From Wikibooks, open books for an open world
< Linear Algebra
Jump to: navigation, search
Linear Algebra
 ← Topic: Geometry of Eigenvalues Topic: The Method of Powers Topic: Stable Populations → 

In practice, calculating eigenvalues and eigenvectors is a difficult problem. Finding, and solving, the characteristic polynomial of the large matrices often encountered in applications is too slow and too hard. Other techniques, indirect ones that avoid the characteristic polynomial, are used. Here we shall see such a method that is suitable for large matrices that are "sparse" (the great majority of the entries are zero).

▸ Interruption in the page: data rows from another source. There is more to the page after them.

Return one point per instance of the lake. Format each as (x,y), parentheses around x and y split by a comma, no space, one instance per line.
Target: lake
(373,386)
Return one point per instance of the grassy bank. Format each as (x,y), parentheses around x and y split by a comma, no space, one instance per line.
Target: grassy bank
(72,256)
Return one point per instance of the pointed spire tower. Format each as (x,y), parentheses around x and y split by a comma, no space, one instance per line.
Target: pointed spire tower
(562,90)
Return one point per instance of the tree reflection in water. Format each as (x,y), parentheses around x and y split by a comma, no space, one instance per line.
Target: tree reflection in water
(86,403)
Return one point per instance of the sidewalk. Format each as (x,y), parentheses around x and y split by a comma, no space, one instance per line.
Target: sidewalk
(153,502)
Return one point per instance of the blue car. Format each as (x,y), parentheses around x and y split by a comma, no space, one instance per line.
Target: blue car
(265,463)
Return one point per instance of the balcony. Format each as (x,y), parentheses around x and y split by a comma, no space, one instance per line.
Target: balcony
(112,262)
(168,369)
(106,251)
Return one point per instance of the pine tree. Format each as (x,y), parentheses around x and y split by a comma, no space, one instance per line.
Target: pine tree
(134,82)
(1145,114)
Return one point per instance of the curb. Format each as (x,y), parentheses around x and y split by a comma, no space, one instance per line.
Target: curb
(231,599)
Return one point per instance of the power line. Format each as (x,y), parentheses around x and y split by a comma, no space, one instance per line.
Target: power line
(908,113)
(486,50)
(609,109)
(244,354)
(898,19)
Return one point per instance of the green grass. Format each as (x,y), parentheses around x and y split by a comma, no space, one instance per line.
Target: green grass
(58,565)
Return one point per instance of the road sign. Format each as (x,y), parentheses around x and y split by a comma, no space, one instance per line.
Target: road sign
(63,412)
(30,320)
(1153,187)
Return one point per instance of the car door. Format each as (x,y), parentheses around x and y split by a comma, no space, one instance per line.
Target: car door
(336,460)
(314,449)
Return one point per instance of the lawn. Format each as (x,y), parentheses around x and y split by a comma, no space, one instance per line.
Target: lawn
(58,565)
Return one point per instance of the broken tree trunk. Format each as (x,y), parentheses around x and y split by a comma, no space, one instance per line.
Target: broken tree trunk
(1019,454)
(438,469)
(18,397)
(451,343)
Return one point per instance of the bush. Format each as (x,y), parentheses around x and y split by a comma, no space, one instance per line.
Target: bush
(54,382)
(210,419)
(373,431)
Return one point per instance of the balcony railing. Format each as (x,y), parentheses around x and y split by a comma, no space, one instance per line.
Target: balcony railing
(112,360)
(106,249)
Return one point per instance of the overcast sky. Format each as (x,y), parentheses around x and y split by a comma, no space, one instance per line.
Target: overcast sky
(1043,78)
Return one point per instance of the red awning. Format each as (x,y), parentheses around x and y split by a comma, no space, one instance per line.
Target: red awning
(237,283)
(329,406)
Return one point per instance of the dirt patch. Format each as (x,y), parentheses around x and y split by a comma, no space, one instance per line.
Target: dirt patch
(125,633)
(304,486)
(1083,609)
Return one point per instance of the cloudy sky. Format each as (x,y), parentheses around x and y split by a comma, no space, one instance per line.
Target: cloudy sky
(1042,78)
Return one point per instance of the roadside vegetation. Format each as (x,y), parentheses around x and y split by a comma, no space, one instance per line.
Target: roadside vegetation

Suppose that the n \! \times \! n matrix T has the n distinct eigenvalues \lambda_1, \lambda_2, ..., \lambda_n. Then \mathbb{R}^n has a basis that is composed of the associated eigenvectors \langle \vec{\zeta}_1,\dots,\vec{\zeta}_n \rangle . For any \vec{v}\in\mathbb{R}^n, where \vec{v}=c_1\vec{\zeta}_1+\dots+c_n\vec{\zeta}_n, iterating T on \vec{v} gives these.

\begin{array}{rl}
T\vec{v}
&=c_1\lambda_1\vec{\zeta}_1+c_2\lambda_2\vec{\zeta}_2+
\dots+c_n\lambda_n\vec{\zeta}_n  \\
T^2\vec{v}
&=c_1\lambda_1^2\vec{\zeta}_1+c_2\lambda_2^2\vec{\zeta}_2+
\dots+c_n\lambda_n^2\vec{\zeta}_n  \\
T^3\vec{v}
&=c_1\lambda_1^3\vec{\zeta}_1+c_2\lambda_2^3\vec{\zeta}_2+
\dots+c_n\lambda_n^3\vec{\zeta}_n  \\
&\vdots                                            \\
T^k\vec{v}
&=c_1\lambda_1^k\vec{\zeta}_1+c_2\lambda_2^k\vec{\zeta}_2+
\dots+c_n\lambda_n^k\vec{\zeta}_n
\end{array}

If one of the eigenvaluse, say, \lambda_1, has a larger absolute value than any of the other eigenvalues then its term will dominate the above expression. Put another way, dividing through by \lambda_1^k gives this,


\frac{T^k\vec{v}}{\lambda_1^k}
=c_1\vec{\zeta}_1+c_2\frac{\lambda_2^k}{\lambda_1^k}\vec{\zeta}_2+
\dots+c_n\frac{\lambda_n^k}{\lambda_1^k}\vec{\zeta}_n

and, because \lambda_1 is assumed to have the largest absolute value, as k gets larger the fractions go to zero. Thus, the entire expression goes to c_1\vec{\zeta}_1.

That is (as long as c_1 is not zero), as k increases, the vectors T^k\vec{v} will tend toward the direction of the eigenvectors associated with the dominant eigenvalue, and, consequently, the ratios of the lengths |\,T^{k}\vec{v}\,|/|\,T^{k-1}\vec{v}\,| will tend toward that dominant eigenvalue.

For example (sample computer code for this follows the exercises), because the matrix


T=\begin{pmatrix}
3  &0  \\
8  &-1
\end{pmatrix}

is triangular, its eigenvalues are just the entries on the diagonal, 3 and -1. Arbitrarily taking \vec{v} to have the components 1 and 1 gives


\begin{array}{c|ccccc}
\vec{v}  &T\vec{v}  &T^2\vec{v}
&\cdots &T^9\vec{v} &T^{10}\vec{v}        \\ \hline
\begin{pmatrix} 1 \\ 1 \end{pmatrix}  &\begin{pmatrix} 3 \\ 7 \end{pmatrix} &\begin{pmatrix} 9 \\ 17 \end{pmatrix}
&\cdots  &\begin{pmatrix} 19\,683 \\ 39\,367 \end{pmatrix}
&\begin{pmatrix} 59\,049 \\ 118\,097 \end{pmatrix}
\end{array}

and the ratio between the lengths of the last two is 2.999\,9.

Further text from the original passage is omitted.